Caspian Tern

Bird of the Month: Caspian Tern

By Hugh Jennings

PC: Micl Thompson (Caspian Tern)

PC: Micl Thompson (Caspian Tern)

Scientific Name: Sterna caspia

Length 21 in

Wingspan 50 in

Weight 1.4 lb

AOU Band code CATE

The Caspian Tern (CATE) is about 21” long with a wingspan of 50” and weight of 1.4 lb (660g). The genus name Sterna (STIR-nah) is Latin stemming from Anglo-Saxon stearn , tern. The species name caspia is Latin of Caspian Sea where a specimen was collected for which the species was named by Pallas in 1770. This is the largest of the terns. The CATE nests on five continents. In North America, it is common along both coasts and locally inland, mainly around large bodies of water. In Washington state, non-breeders are abundant summer residents in coastal bay in inland marine waters.

It is a fairly common summer resident in Eastern Washington on a few major lakes and the Columbia River. They are often seen flying constantly 20 to 50 feet above the water, with bill pointing downward, looking for fish. It catches fish by diving completely underwater, but also may pick fish off the water surface. It may steal fish from other seabirds.
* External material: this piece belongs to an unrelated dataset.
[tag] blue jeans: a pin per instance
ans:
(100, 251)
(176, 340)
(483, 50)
Its summer plumage: large, crested, black cap and big blood-red bill (sometimes the bill is slightly darker at the tip). The bird is overall gray above and light below. The plumage in winter is like the summer, but the cap is splotchy and gray. Juveniles are like winter adults, but bill is orange and upper parts lightly marked with dark bars and V’s. The adult calls include a low, harsh scream “kwok” and “cahar”. The Caspian Tern first breeds at about 3 years. This tern nests singly or in colonies. The nest being a depression in the ground lined with grasses and seaweed, located on sandy beaches. There are usually 2-3 eggs which are pinkish with darker markings. Incubation is 20-22 days. The young may leave the nest a few days after hatching. If colony is not disturbed, the young may stay at the nest until ready to fly. Both parents bring food to the young. The age at first flight is 28-35 days. The young terns are noted for their long adolescence, with the young dependent on their parents for many months. Even in late winter many adult Caspian Terns are trailed by a begging youngster from the previous nesting season. During migration, the terns fly high with bill pointing forward. It is the least sociable of all terns and travels singly or in small groups. Inland breeders move to the coast and fly south for winter, some wintering south to West Indies and northern South America.